The transaxillary incision for breast augmentation is of great appeal to many women as it keeps the scar off of the breasts. It has been criticized by some surgeons as having an increased risk of infection going through the hair-bearing axilla, being too small to place silicone implants through and not being able to adequately release the inferomedial muscle to get good implant positioning. Having done many transaxillary breast augmentations over the past twenty-five years I have not found any of these three conners or disadvantages to the generally true.

The transaxaillary approach has not shown any increased risk of infection in my experience. The funnel device permits silicone gel implants to be placed fairly easily up to 500ccs volume in most patients. Adequate release of the pectoralis muscle can be done in women that have a non-sagging breast mound. Patient selection for the technique is key.

Case Study: This young female desired breast augmentation to balance out her body with little breast tissue and wider hips.
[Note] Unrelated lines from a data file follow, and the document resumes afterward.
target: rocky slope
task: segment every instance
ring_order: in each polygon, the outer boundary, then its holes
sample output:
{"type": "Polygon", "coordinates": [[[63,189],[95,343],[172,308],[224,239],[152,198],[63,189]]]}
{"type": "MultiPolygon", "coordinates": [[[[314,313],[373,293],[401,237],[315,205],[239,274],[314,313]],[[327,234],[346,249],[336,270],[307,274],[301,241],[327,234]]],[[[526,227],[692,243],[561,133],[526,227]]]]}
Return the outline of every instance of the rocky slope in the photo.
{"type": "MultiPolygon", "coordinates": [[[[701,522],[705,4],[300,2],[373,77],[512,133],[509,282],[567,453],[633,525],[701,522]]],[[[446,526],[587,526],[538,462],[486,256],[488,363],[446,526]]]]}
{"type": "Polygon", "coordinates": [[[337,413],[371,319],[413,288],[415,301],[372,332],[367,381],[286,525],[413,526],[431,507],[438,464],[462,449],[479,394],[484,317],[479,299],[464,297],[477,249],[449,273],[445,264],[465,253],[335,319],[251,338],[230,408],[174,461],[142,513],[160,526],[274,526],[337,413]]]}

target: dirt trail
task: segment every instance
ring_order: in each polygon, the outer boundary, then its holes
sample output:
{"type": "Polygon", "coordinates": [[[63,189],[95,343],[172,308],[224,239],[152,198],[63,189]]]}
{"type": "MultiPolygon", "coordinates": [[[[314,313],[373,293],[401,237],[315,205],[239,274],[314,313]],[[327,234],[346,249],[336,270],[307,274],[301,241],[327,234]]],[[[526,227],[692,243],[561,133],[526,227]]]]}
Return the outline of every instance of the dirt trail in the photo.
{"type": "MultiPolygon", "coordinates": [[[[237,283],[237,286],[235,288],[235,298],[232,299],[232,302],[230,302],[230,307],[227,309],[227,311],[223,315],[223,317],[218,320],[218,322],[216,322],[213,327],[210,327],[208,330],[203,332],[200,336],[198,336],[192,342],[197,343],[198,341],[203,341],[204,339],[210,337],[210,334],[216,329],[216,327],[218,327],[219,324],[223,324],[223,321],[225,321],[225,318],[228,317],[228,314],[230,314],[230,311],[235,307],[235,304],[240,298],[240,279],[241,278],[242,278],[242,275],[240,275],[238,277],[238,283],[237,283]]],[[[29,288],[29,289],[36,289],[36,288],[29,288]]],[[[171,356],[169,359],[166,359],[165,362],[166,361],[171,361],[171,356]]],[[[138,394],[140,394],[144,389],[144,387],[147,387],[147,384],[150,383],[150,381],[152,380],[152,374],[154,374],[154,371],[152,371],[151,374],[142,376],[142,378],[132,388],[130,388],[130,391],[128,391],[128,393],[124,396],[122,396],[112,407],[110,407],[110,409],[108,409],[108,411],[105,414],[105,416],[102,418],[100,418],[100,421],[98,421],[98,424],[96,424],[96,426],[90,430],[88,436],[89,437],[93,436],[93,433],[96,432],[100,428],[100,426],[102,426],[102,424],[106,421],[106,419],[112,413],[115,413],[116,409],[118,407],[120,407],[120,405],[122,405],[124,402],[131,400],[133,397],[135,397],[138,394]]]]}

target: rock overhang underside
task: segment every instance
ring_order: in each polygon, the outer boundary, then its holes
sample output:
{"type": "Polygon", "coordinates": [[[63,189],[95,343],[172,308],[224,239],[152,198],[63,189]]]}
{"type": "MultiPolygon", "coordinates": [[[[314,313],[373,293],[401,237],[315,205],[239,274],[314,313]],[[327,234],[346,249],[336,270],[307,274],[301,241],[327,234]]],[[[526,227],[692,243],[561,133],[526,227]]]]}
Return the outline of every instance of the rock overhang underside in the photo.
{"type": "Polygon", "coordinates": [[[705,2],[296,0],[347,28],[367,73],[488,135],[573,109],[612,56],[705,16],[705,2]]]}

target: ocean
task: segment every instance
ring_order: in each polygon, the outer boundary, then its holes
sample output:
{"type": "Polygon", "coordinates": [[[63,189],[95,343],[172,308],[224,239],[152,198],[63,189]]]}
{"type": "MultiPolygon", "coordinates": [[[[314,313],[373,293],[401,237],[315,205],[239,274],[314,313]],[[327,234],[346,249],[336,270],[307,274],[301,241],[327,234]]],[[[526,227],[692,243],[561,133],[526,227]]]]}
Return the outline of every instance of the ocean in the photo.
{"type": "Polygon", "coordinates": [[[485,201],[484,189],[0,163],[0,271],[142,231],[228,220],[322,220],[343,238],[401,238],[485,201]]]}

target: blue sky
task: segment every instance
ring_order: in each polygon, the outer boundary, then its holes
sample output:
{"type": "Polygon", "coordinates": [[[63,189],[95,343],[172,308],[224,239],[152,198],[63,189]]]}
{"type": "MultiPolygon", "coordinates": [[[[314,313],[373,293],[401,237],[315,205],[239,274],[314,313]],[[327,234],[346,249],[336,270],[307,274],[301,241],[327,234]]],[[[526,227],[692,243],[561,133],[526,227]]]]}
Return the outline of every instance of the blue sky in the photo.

She was very petite at 5’ 1”tall and 107lbs. She had A cup-sized breasts with an 11cm breast base diameter.

A transaxillary approach with 3cm long incisions was used to place 410cc ultra high silicone gel breast implants in a partial submuscular technique. The pocket dissection was done using instruments in an externally guided fashion. Her six week result shows good implant symmetry and pocket locations.

The transaxillary approach provides the shortest distance from the skin to enter under the pectoralis muscle. It is also the location of the widest distance between the pectorals major and minor muscles for efficient pocket location and development. It is a relatively avascular plane with the only potential bleeding along the inframammary crease dissection/release. Doing this release without direct visualization is an art form but it has not led to any increased risk of postoperative hematoma development.

Case Highlights:

1) The transaxillary incisional approach can be used for saline, Ideal and silicone gel breast implants.

2) The non-endoscopic transaxillary approach works well for women that do not have breast tissue sagging.

3) The funnel insertion method permits silicone implants to be placed up to 500ccs in volume.